New bill against trespass troubles civil libertarians

Bursey said that he learned from local reporters about four months later that he had been indicted under a statute called “Presidential Assassinations, Kidnappings and Threats.” “I fell out of my chair when I read that,” Bursey said. This time, Bursey lost his appeals, which again went up to the Supreme Court. And he had to pay a $500 for the misdemeanor charge. Under a 2005 reauthorization of the Patriot Act, that offense would have counted as a felony. The Federal Restricted Buildings and Grounds Act of 2011 uses similar language.

Bursey thinks that Occupy Wall Street and other protest movements might have caused legislators to boost the law. “Why was it necessary to pass this new statute?” Bursey asked. “Since ’05, under the Patriot Act, this same statute has been in effect replacing the one that I was arrested under.
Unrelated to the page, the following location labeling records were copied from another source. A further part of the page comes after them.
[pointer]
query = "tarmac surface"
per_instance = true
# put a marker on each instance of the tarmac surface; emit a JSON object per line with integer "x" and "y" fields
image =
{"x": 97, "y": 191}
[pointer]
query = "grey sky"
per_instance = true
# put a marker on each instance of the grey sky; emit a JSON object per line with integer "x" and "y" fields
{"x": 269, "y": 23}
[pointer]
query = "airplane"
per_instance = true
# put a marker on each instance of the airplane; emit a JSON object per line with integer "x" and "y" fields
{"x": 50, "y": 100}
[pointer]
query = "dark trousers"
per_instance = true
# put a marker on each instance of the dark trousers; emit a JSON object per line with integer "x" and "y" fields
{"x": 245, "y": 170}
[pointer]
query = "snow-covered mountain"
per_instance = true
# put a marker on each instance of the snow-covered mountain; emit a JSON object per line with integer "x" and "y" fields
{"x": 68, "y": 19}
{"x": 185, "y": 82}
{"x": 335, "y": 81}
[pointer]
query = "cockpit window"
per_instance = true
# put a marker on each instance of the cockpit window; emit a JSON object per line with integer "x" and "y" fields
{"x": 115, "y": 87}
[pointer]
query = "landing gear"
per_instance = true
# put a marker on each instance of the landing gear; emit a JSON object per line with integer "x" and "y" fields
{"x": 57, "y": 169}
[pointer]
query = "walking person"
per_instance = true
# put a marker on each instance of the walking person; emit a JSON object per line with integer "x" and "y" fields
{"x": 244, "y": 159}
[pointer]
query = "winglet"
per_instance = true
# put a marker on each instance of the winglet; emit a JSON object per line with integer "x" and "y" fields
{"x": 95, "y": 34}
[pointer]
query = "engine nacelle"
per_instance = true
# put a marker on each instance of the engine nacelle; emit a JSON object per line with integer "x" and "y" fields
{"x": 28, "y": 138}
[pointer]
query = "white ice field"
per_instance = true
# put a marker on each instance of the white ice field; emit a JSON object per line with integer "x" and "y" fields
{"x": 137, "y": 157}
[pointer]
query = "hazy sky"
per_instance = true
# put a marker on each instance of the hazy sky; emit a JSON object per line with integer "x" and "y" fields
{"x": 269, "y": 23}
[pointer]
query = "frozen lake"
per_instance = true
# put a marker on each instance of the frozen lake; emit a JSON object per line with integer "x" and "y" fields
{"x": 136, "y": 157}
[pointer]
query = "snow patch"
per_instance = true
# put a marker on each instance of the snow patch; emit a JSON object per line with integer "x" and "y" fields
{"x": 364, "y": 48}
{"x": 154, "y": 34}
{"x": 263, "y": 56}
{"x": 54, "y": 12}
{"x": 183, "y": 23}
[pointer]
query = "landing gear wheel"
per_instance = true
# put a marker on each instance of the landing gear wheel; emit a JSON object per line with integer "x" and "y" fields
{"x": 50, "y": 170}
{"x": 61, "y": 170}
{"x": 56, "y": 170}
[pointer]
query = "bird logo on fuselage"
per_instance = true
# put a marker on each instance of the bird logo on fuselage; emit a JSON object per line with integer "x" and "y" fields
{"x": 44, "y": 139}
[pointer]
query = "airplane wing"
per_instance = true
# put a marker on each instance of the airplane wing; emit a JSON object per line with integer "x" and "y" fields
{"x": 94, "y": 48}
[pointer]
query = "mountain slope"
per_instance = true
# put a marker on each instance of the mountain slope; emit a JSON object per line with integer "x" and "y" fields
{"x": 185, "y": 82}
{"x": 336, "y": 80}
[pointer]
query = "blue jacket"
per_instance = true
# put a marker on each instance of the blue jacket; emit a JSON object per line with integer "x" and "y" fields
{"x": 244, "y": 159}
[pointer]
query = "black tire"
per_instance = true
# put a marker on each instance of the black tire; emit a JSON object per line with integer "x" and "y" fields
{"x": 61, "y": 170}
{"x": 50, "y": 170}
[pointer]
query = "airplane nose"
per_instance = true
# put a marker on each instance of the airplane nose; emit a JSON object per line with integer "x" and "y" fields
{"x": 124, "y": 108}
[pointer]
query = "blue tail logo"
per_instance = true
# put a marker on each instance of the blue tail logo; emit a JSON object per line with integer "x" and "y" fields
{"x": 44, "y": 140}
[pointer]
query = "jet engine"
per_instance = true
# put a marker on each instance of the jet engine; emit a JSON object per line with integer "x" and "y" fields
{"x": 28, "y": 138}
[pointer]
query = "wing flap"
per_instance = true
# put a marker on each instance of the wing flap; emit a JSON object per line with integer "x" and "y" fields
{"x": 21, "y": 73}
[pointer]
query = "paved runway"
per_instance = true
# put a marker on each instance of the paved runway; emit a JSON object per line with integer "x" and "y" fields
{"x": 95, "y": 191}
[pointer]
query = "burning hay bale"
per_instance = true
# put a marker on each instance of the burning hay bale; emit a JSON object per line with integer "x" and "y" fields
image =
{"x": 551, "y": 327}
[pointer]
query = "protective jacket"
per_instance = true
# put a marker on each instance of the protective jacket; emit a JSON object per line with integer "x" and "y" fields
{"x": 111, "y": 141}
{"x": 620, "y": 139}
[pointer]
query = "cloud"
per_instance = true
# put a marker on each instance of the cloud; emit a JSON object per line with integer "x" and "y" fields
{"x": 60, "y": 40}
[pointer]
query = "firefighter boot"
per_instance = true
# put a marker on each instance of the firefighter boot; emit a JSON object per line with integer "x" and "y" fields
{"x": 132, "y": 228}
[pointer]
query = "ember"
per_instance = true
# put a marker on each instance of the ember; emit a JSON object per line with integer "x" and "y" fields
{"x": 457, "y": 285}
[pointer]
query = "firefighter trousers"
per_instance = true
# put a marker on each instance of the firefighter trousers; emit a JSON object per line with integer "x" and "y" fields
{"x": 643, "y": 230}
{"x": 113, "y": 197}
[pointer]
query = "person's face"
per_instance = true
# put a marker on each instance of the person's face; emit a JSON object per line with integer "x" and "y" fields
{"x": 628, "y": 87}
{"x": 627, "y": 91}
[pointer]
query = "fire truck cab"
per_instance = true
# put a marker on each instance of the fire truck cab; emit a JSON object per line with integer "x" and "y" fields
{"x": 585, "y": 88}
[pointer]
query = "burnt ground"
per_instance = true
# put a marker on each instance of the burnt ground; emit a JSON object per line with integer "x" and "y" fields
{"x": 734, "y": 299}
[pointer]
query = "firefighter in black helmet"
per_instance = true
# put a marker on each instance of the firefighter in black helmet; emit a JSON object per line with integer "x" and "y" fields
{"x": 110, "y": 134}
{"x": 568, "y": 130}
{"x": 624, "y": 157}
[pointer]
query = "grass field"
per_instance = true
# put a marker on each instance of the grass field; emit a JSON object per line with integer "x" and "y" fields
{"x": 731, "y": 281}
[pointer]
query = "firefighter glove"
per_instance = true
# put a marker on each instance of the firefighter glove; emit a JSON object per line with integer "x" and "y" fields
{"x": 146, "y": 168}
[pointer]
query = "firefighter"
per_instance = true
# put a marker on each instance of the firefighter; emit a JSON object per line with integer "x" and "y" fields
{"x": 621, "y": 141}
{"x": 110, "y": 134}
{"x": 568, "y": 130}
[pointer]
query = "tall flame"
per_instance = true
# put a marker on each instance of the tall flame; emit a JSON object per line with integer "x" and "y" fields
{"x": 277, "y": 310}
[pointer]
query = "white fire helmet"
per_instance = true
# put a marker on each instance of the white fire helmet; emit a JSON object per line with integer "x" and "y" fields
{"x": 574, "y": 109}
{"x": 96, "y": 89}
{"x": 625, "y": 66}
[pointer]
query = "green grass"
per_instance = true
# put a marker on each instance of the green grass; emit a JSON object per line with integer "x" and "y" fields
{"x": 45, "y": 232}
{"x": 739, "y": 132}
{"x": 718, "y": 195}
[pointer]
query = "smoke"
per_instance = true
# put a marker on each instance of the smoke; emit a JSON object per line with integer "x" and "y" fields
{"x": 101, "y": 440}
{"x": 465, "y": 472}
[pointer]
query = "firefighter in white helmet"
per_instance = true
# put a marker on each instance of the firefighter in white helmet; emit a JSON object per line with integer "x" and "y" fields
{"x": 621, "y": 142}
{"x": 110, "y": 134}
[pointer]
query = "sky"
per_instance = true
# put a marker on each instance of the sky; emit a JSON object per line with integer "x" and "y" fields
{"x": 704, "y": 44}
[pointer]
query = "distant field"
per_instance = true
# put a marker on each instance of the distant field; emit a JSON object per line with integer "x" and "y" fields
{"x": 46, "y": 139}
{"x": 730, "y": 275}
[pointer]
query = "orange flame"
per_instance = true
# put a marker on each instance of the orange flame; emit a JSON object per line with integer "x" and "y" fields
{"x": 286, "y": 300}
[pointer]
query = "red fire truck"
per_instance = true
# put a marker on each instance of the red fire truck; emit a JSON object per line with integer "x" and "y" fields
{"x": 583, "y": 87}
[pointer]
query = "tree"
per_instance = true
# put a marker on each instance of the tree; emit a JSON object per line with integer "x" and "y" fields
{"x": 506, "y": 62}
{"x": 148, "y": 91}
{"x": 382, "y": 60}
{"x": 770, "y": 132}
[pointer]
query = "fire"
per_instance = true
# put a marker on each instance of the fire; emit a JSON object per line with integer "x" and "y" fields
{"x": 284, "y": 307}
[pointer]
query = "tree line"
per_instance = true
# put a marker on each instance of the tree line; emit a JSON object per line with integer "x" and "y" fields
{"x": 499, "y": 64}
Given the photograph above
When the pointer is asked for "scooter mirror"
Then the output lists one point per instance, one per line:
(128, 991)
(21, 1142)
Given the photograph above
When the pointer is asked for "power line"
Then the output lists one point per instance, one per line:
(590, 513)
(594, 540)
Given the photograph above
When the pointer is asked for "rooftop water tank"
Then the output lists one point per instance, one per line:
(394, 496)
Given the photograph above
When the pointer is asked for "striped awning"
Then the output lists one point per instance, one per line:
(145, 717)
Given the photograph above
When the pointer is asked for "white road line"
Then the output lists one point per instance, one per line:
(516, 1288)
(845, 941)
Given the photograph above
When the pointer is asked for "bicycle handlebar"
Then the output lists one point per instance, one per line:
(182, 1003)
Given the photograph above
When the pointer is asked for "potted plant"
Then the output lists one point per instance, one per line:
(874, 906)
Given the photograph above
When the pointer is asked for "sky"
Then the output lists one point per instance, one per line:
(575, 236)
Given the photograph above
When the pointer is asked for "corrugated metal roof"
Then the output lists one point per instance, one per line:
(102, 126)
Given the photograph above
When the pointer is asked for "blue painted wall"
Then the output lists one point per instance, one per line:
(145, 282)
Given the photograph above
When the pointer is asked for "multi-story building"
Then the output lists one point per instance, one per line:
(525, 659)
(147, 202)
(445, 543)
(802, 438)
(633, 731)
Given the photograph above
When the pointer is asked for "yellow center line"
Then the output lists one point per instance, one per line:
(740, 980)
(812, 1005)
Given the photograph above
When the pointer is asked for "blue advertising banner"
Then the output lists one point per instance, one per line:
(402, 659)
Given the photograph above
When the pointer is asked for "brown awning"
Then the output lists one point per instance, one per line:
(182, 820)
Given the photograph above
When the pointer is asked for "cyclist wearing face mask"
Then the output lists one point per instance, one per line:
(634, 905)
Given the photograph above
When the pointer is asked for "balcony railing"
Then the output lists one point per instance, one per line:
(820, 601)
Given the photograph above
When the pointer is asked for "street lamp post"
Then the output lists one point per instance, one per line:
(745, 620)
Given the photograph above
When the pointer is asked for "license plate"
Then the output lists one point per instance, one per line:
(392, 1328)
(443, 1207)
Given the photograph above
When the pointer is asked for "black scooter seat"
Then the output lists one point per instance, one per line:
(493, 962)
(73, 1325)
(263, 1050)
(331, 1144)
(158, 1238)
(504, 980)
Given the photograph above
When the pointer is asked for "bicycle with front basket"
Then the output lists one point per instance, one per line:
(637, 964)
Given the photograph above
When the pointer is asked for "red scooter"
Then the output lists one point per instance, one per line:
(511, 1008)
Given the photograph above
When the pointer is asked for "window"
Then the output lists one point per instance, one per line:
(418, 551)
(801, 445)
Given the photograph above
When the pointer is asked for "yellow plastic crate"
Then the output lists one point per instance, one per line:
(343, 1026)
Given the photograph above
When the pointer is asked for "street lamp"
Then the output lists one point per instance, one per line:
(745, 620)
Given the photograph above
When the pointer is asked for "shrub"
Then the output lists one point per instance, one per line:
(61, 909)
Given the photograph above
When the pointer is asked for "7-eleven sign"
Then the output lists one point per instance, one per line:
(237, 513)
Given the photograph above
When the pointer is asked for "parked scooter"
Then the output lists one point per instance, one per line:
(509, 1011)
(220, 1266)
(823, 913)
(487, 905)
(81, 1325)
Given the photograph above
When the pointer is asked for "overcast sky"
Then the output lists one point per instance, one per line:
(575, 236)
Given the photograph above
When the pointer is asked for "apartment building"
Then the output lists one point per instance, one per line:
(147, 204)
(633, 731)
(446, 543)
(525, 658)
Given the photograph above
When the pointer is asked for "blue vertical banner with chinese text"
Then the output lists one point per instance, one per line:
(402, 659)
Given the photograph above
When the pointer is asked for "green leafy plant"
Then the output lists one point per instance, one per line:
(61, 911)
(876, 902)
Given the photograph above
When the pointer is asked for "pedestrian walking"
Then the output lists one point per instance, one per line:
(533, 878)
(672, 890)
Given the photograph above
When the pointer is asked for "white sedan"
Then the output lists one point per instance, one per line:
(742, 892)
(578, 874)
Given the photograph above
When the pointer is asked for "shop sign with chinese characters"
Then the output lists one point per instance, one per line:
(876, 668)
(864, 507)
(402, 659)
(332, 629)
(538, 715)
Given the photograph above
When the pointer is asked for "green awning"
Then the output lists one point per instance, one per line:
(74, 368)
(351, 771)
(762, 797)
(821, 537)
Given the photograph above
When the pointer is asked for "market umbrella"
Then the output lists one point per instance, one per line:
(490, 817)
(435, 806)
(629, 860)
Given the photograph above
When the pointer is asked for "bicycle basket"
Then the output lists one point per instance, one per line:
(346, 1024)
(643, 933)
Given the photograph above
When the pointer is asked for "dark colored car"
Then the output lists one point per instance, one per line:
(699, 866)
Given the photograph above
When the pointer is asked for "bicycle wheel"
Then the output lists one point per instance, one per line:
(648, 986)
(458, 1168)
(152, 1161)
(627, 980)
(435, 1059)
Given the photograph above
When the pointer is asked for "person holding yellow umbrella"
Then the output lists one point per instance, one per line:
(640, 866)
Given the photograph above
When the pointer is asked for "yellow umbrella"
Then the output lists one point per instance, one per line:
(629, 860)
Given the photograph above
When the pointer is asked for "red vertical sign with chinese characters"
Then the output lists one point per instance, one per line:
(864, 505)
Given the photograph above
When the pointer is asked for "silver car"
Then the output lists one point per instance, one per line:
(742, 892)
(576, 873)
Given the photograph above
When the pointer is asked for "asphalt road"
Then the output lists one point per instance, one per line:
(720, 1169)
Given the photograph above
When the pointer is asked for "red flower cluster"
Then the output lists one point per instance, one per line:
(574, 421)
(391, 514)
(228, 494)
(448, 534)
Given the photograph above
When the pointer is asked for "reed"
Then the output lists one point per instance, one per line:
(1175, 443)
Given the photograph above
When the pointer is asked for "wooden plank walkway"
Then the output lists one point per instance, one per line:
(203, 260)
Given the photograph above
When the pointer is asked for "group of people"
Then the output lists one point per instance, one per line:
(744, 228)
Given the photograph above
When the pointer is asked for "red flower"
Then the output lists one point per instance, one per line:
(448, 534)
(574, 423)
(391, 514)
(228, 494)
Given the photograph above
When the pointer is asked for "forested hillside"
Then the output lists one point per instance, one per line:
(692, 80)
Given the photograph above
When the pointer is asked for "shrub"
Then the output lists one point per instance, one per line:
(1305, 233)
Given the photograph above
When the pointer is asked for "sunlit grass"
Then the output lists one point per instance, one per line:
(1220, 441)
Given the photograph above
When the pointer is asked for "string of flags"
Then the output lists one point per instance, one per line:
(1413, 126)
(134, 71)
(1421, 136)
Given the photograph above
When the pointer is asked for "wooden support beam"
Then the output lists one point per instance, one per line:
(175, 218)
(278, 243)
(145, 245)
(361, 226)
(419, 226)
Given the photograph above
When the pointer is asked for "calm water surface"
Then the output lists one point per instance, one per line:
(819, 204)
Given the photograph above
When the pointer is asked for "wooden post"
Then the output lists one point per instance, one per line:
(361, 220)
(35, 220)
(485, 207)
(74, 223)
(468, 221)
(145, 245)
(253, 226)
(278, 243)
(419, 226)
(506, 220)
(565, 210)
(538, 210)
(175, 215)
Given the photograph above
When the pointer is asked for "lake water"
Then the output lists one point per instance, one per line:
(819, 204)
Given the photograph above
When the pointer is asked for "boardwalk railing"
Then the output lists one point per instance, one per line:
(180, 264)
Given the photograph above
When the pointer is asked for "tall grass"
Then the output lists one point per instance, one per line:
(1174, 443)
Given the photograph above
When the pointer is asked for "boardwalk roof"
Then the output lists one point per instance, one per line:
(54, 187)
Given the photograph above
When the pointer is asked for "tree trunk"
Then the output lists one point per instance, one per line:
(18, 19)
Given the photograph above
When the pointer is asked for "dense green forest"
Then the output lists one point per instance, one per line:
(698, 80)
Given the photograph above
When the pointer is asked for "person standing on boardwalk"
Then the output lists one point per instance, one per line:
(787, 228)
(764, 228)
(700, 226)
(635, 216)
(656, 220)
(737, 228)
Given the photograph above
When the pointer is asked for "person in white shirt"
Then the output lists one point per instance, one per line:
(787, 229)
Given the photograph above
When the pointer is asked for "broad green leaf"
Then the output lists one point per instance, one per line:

So it’s nothing new.”

Bursey believes he is the only protester to have been prosecuted under the laws in their earlier or subsequent forms. “They only arrested one person in 30 years,” he said. In a rhetorical question to legislators, Bursey asked, “What is the clamoring horde that’s trying to break down your bubble?”

Rottman also could not identify any other protester arrested under the former anti-trespassing statutes, but he hoped that H.R. 347 did not signal its expansion. “I hope this law will not be applied to make lawful protest a federal crime,” Rottman said. “Given the discretion, there is concern that it could be misused. The ACLU and other groups that track these regulations will keep a keen eye on any abuse.”